Thanks from someone who has always been amazed by chainsaw sculptures, but never had a chance to witness it, in person.

Dixxe's Doodles said...

I just returned from a trip to Fall Creek Falls SP in TN in the area where Im originally from...there are many gorgeous waterfalls so Im very much enjoying the bear under the waterfall piece, it was so hot I wanted to dive under the water!
THIS art is fantastic. Wish I could afford one~
Its very difficult to identify with any group completely. I have an eclectic-eccentric personality so I can aspire to MANY and dont belong to ANY.

Rick Brentlinger said...

Walking the razor edge between okay and Christian baiting...

"I am my own God...

We are here to drink beer..."

Wow, there's a great formula for success in life.

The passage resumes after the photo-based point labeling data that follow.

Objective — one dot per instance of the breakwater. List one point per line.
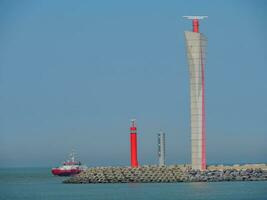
(169, 174)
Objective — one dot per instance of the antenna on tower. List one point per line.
(195, 21)
(195, 17)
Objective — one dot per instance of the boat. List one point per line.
(69, 168)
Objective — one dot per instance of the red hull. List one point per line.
(65, 172)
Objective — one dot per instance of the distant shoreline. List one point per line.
(170, 174)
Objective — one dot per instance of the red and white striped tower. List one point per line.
(133, 141)
(196, 43)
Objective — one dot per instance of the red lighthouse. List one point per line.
(133, 141)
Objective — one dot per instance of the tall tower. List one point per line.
(133, 141)
(196, 44)
(161, 148)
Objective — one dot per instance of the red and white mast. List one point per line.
(196, 43)
(133, 141)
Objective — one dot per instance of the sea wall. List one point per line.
(168, 174)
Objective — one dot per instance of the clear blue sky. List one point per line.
(73, 74)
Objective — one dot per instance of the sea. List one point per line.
(40, 184)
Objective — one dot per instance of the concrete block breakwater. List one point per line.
(166, 174)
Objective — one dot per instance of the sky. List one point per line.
(74, 73)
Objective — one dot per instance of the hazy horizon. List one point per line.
(73, 74)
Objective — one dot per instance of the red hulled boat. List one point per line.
(69, 168)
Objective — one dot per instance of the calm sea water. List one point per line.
(38, 183)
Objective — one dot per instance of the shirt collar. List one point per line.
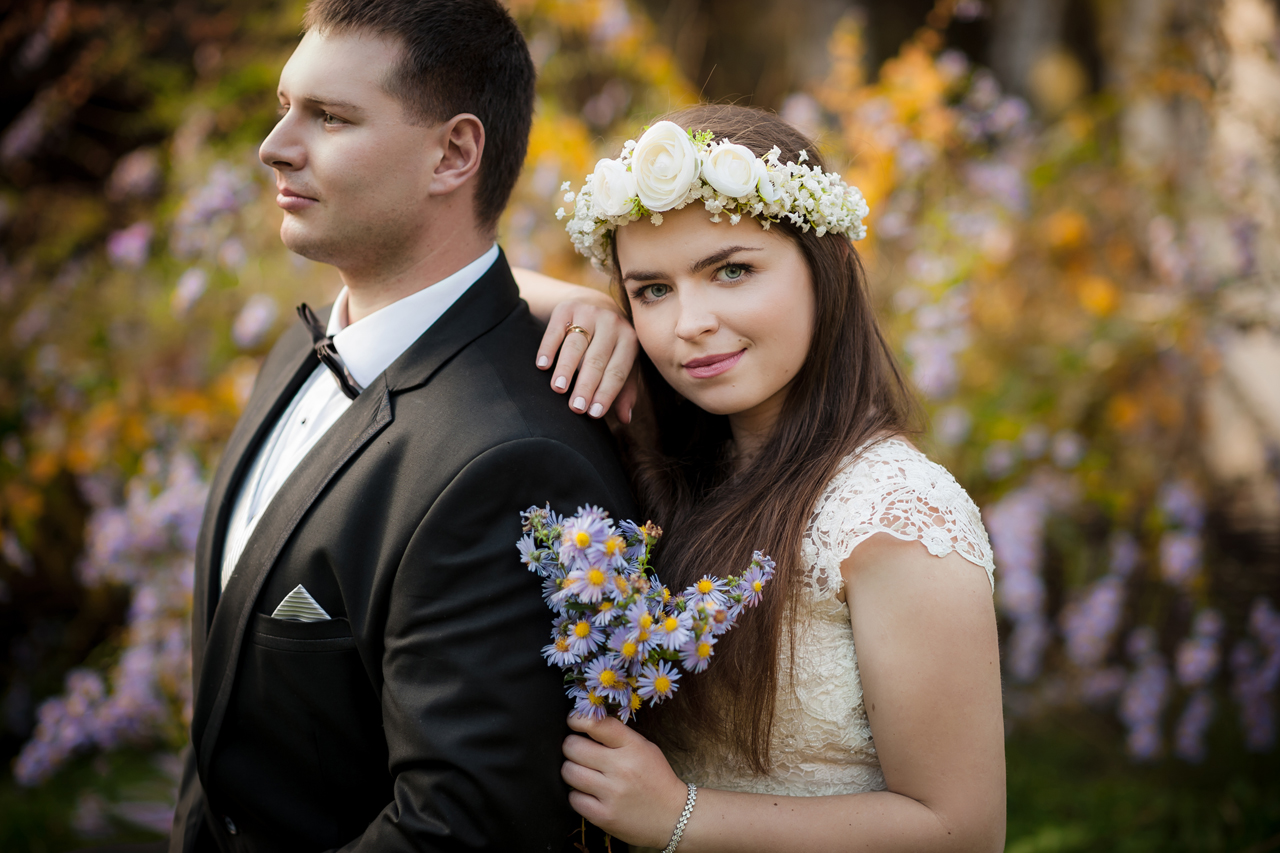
(370, 345)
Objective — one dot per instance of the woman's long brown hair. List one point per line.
(848, 392)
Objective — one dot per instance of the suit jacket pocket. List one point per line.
(286, 635)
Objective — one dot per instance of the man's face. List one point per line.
(351, 169)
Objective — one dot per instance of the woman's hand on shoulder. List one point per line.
(602, 349)
(622, 781)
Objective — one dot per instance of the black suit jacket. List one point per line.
(423, 716)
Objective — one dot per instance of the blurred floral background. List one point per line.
(1073, 242)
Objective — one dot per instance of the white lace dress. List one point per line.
(822, 742)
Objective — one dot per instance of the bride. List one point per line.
(859, 707)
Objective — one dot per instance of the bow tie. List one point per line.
(328, 354)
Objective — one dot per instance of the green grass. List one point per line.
(1070, 788)
(1073, 788)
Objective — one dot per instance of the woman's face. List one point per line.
(725, 311)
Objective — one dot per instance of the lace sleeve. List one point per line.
(892, 488)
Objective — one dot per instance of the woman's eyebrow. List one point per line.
(711, 260)
(696, 267)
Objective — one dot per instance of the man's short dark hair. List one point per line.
(460, 56)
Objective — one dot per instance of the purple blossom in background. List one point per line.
(1179, 557)
(952, 425)
(204, 220)
(191, 286)
(1256, 667)
(1198, 655)
(1089, 621)
(1068, 450)
(1016, 528)
(1144, 696)
(145, 543)
(254, 320)
(129, 247)
(1189, 734)
(1000, 460)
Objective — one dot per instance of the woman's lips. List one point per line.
(708, 366)
(289, 200)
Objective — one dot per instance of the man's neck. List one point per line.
(373, 290)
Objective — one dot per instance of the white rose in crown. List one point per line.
(731, 169)
(612, 190)
(763, 183)
(664, 165)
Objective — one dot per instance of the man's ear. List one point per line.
(461, 141)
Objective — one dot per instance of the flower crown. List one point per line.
(668, 168)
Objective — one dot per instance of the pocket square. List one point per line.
(298, 606)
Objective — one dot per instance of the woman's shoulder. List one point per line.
(888, 486)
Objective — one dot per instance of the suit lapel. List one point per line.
(368, 415)
(483, 306)
(273, 393)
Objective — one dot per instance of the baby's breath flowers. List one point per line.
(670, 167)
(618, 633)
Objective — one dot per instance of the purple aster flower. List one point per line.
(558, 652)
(658, 682)
(588, 703)
(583, 542)
(584, 637)
(696, 653)
(672, 630)
(589, 584)
(708, 591)
(607, 676)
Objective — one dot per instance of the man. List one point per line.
(366, 641)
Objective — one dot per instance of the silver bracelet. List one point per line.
(684, 819)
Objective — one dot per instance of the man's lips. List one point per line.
(708, 366)
(291, 200)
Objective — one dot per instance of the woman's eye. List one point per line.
(650, 292)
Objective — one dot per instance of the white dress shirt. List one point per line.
(368, 347)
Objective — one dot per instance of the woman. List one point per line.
(776, 419)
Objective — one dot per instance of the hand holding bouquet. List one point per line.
(618, 633)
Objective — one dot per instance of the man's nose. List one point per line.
(282, 149)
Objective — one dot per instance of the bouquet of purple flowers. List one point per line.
(618, 633)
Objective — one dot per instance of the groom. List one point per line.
(365, 639)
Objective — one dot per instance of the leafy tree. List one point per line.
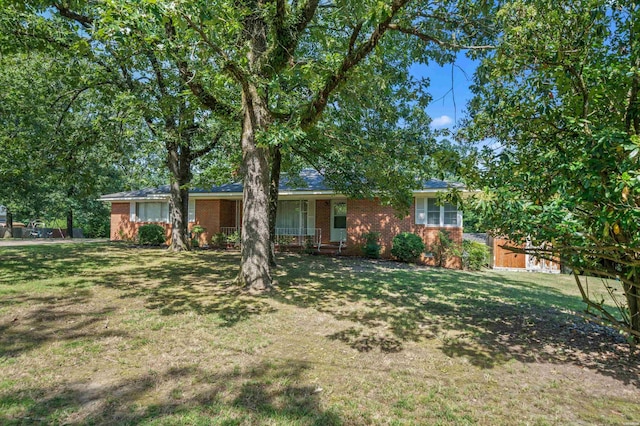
(285, 70)
(130, 67)
(560, 97)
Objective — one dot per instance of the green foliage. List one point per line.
(559, 95)
(371, 247)
(407, 247)
(196, 231)
(234, 239)
(444, 247)
(475, 255)
(151, 234)
(219, 240)
(309, 246)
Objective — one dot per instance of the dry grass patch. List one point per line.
(106, 334)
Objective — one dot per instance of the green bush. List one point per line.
(444, 247)
(219, 240)
(371, 248)
(475, 256)
(151, 235)
(407, 247)
(195, 235)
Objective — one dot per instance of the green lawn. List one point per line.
(107, 334)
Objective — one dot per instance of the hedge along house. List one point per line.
(309, 212)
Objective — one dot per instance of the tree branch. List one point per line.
(317, 106)
(83, 20)
(188, 79)
(207, 149)
(430, 39)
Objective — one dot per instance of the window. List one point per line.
(192, 210)
(340, 215)
(295, 217)
(152, 212)
(429, 213)
(433, 212)
(450, 214)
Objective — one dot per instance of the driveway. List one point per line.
(11, 242)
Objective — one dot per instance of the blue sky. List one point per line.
(449, 89)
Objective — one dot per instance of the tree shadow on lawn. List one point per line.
(170, 283)
(28, 263)
(203, 284)
(483, 317)
(60, 318)
(260, 393)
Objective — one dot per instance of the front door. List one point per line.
(338, 220)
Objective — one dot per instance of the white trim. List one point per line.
(422, 214)
(238, 195)
(333, 232)
(191, 214)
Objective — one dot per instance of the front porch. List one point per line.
(291, 238)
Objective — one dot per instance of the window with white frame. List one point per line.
(152, 211)
(429, 213)
(296, 217)
(450, 215)
(192, 210)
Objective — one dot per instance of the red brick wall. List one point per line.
(370, 216)
(362, 216)
(227, 213)
(123, 229)
(208, 216)
(323, 219)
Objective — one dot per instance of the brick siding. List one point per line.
(362, 216)
(365, 216)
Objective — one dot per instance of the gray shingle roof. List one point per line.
(308, 180)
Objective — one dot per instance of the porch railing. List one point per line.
(287, 236)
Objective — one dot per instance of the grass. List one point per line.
(107, 334)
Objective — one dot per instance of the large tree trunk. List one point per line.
(179, 162)
(70, 223)
(9, 223)
(178, 213)
(633, 301)
(255, 273)
(274, 185)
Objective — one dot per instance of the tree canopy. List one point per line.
(558, 102)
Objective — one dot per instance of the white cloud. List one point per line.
(442, 121)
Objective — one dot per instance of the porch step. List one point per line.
(331, 249)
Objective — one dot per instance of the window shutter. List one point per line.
(311, 217)
(192, 210)
(132, 212)
(421, 218)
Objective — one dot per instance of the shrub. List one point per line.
(444, 247)
(219, 240)
(407, 247)
(475, 255)
(234, 239)
(195, 234)
(371, 248)
(309, 246)
(151, 234)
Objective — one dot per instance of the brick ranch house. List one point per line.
(311, 211)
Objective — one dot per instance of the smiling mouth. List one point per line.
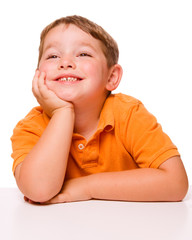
(69, 79)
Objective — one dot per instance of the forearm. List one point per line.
(137, 185)
(42, 172)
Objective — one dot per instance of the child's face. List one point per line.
(75, 66)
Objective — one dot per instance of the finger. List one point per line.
(35, 88)
(41, 85)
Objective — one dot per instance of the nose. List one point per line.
(66, 63)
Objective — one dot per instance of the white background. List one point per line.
(155, 42)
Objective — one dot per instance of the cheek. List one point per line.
(45, 68)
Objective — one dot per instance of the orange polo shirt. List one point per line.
(127, 137)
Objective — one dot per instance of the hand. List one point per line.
(73, 190)
(45, 97)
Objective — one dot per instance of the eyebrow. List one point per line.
(81, 44)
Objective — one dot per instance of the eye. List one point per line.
(84, 55)
(52, 57)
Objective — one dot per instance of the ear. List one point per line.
(114, 79)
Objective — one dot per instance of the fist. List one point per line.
(48, 100)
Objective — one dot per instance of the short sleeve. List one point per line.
(26, 134)
(144, 138)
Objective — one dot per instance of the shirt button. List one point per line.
(81, 146)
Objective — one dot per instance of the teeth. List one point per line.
(68, 79)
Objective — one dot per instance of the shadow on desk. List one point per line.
(95, 219)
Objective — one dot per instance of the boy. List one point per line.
(84, 142)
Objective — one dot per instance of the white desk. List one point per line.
(101, 220)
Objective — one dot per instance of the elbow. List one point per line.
(38, 194)
(179, 190)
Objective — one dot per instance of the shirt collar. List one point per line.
(106, 121)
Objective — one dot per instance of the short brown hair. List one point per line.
(109, 46)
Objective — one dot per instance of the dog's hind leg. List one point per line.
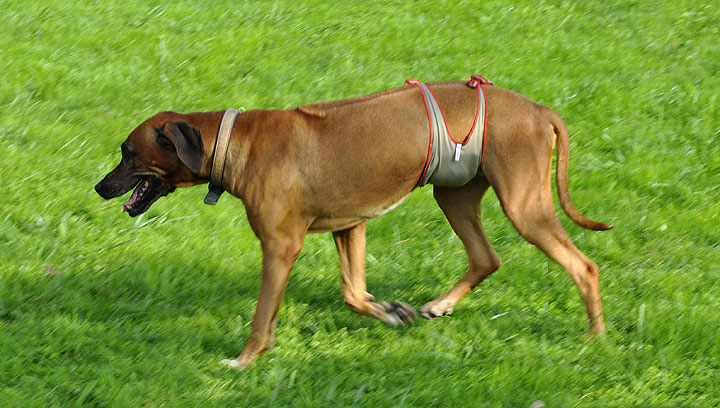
(351, 250)
(461, 206)
(521, 181)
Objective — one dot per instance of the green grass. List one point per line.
(97, 309)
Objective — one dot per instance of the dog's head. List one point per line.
(163, 153)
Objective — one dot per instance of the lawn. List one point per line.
(101, 310)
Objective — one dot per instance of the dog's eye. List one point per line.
(164, 141)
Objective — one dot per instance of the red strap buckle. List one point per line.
(476, 80)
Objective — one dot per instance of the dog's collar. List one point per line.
(221, 146)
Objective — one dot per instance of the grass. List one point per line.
(97, 309)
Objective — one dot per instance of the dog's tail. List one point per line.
(561, 172)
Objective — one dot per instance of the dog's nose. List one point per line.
(101, 190)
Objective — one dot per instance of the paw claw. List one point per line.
(233, 363)
(436, 309)
(397, 313)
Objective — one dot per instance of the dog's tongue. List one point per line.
(132, 199)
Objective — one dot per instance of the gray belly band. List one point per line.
(452, 163)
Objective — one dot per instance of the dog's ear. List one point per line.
(186, 141)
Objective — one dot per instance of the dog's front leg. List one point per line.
(351, 250)
(279, 255)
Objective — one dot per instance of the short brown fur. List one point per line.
(330, 166)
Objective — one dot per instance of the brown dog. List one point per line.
(330, 166)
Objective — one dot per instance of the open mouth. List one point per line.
(148, 190)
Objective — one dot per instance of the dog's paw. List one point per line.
(396, 313)
(233, 363)
(437, 308)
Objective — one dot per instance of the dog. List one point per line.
(328, 167)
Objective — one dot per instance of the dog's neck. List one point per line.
(219, 156)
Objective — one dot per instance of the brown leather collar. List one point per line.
(221, 147)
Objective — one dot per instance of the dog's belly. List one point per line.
(345, 221)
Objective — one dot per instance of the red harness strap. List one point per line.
(476, 81)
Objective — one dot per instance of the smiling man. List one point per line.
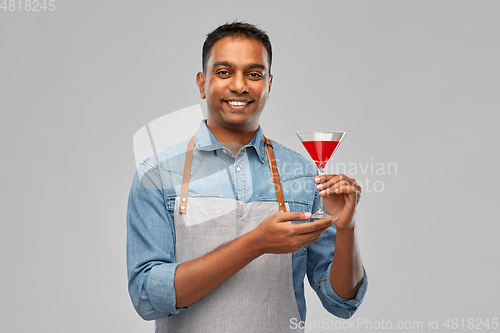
(209, 248)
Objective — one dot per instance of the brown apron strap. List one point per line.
(275, 174)
(187, 173)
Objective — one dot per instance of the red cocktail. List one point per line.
(321, 145)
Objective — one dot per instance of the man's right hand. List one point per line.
(275, 235)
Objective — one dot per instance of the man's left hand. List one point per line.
(341, 195)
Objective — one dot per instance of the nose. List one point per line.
(238, 84)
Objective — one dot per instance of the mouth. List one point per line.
(237, 102)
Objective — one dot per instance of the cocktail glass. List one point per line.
(321, 145)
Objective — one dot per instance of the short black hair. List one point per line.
(235, 29)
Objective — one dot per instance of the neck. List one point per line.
(240, 136)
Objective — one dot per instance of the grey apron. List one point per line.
(258, 298)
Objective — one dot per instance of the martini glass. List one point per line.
(321, 145)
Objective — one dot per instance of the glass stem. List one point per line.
(320, 209)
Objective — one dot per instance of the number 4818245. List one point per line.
(28, 5)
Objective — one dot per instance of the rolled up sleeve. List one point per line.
(319, 262)
(151, 262)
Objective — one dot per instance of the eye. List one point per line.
(223, 73)
(255, 75)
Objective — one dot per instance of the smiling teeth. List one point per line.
(234, 103)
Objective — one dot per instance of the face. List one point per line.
(236, 84)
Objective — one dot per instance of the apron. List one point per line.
(258, 298)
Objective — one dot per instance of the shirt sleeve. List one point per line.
(150, 247)
(319, 262)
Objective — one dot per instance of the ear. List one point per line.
(200, 81)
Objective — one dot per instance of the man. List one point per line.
(209, 247)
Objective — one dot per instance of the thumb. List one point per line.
(293, 216)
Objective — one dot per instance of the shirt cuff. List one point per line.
(160, 289)
(349, 305)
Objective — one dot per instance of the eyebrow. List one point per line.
(228, 64)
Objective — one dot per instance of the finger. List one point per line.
(308, 238)
(314, 226)
(323, 178)
(333, 189)
(329, 182)
(293, 216)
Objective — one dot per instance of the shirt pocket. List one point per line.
(170, 200)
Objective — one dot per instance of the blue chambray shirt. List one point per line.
(216, 173)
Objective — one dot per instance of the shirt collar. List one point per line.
(206, 141)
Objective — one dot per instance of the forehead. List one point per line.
(239, 51)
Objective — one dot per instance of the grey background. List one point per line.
(414, 83)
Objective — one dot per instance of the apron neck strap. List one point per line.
(275, 174)
(187, 173)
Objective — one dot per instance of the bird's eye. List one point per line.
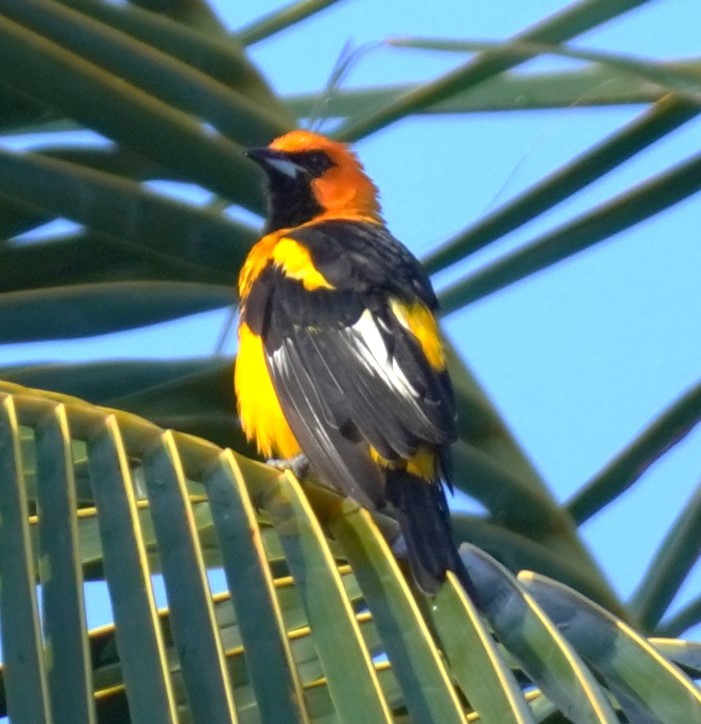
(314, 162)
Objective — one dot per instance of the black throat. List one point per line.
(291, 201)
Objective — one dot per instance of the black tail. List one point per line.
(424, 519)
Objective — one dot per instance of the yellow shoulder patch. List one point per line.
(296, 262)
(419, 320)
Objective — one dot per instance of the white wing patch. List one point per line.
(370, 349)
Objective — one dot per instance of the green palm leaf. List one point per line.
(318, 621)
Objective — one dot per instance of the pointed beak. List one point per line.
(274, 162)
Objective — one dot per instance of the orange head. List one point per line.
(309, 176)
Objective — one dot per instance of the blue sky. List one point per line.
(578, 358)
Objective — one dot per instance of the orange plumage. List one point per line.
(339, 356)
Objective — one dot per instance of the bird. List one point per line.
(340, 361)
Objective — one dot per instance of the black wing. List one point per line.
(347, 372)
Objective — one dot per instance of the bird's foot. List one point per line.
(299, 465)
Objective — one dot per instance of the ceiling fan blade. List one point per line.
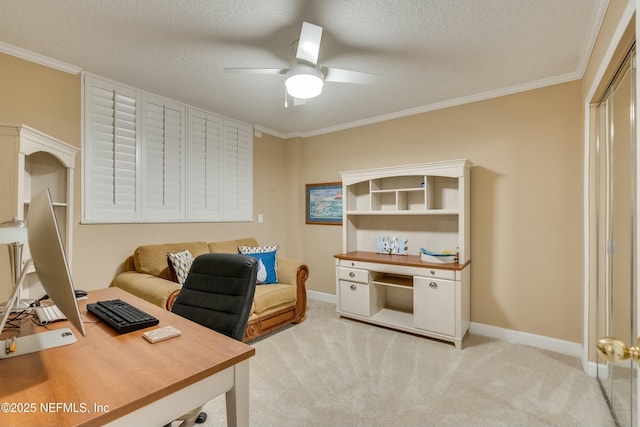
(273, 71)
(348, 76)
(309, 43)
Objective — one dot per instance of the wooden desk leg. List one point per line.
(238, 397)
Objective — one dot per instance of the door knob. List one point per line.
(615, 350)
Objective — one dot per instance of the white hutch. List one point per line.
(428, 206)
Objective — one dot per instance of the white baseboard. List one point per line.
(540, 341)
(321, 296)
(508, 335)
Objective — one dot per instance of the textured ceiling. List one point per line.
(428, 53)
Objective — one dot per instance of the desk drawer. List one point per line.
(434, 305)
(353, 274)
(440, 274)
(354, 298)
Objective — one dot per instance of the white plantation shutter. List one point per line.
(110, 152)
(146, 160)
(205, 166)
(163, 160)
(237, 181)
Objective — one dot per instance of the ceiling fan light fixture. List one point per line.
(305, 84)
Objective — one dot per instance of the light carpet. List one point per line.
(329, 371)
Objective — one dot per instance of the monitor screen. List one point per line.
(49, 258)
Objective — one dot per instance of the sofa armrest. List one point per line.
(292, 271)
(156, 290)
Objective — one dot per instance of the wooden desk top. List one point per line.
(405, 260)
(119, 372)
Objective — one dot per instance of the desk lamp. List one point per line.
(14, 233)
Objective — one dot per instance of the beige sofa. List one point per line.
(147, 275)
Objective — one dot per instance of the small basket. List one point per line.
(438, 259)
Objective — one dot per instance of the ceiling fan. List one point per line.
(305, 78)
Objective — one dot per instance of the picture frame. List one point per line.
(323, 203)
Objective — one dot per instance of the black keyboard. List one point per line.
(122, 316)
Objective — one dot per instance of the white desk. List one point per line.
(111, 379)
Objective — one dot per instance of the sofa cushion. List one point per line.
(179, 265)
(270, 296)
(152, 259)
(231, 246)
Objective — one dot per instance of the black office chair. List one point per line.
(218, 293)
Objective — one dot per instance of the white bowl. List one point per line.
(438, 259)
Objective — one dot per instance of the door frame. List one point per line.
(626, 33)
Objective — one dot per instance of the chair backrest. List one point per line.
(218, 292)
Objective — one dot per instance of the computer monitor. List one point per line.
(50, 261)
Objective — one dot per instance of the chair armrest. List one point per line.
(156, 290)
(294, 272)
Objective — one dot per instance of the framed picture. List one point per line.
(324, 203)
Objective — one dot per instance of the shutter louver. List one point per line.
(237, 174)
(111, 134)
(205, 167)
(143, 162)
(163, 152)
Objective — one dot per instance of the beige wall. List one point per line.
(526, 202)
(49, 101)
(527, 207)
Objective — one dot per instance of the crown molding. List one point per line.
(38, 59)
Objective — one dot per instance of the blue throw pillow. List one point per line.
(269, 261)
(268, 256)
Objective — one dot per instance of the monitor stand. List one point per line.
(37, 342)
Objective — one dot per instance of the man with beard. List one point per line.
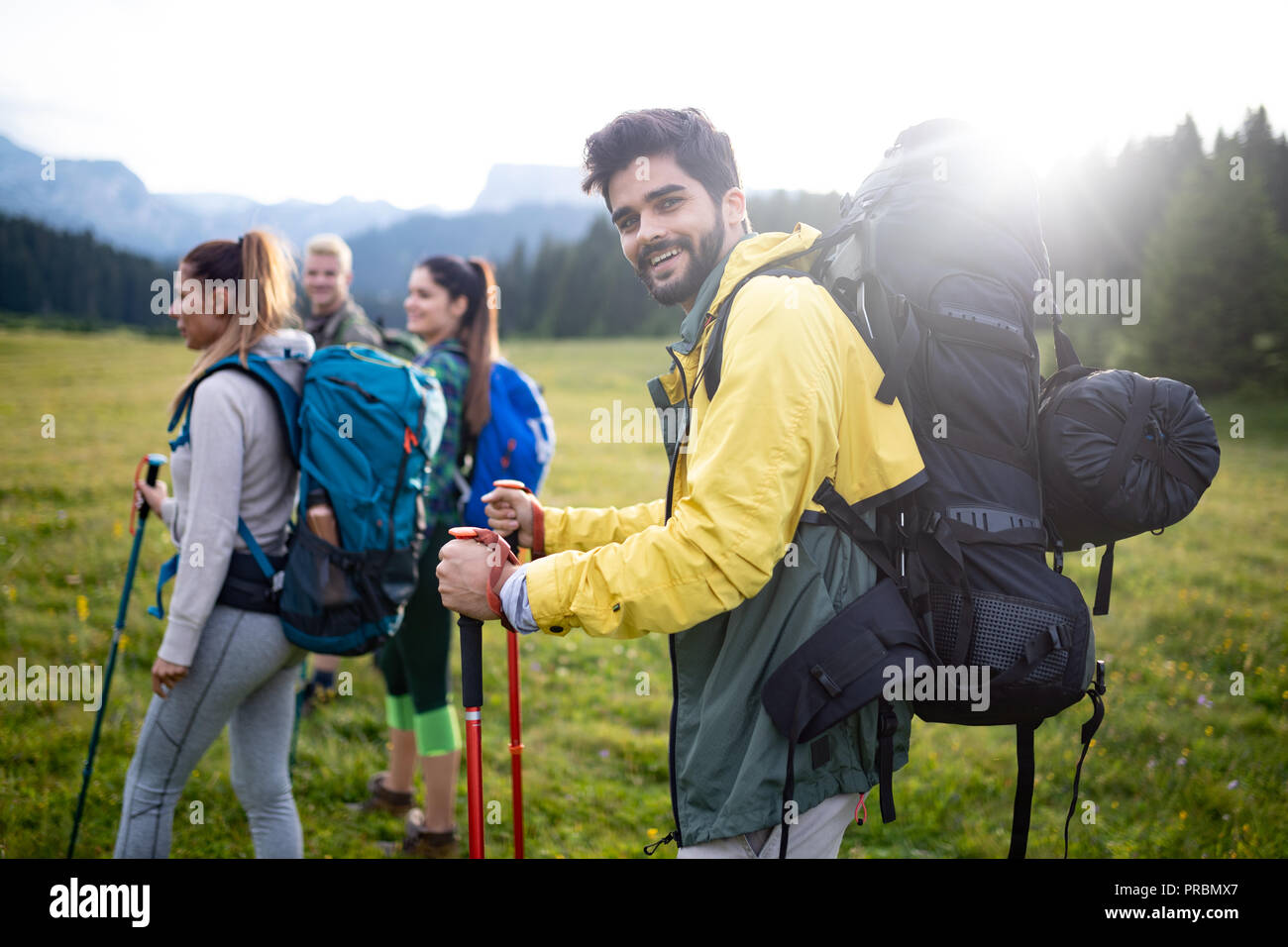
(733, 565)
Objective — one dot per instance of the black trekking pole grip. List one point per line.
(472, 696)
(472, 661)
(154, 470)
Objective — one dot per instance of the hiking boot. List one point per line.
(380, 799)
(421, 844)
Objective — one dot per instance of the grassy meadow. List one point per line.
(1181, 767)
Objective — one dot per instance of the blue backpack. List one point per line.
(516, 444)
(364, 431)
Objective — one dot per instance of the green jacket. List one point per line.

Thanks Jim (and Chuck Bukowski) for my chuckle of the day!

I'm sure Death IS trembling at the though of taking you...

Rob said...

For those of you who'd like see this art up close take a look at http://www.chainsawsculptors.com/event1.htm for some scheduled carving events

{im}perfectly UNIQUE said...

I would just like to say that the final piece you have marked as Steven's competition is actually NOT his piece. I attended that competition to support my older brother, the amazing artist you followed during the quick carve, and I just wanted to give you the link to his actual competition piece:
Steven incorporated three different aspects into his piece that year: a Native American spear fishing, an American eagle, and the bust of a Native American wearing an eagle headdress.

I want to sincerely thank you for the promotion that you are giving such a strenuous career, because it really can take a toll having to travel all over in order to promote your own business.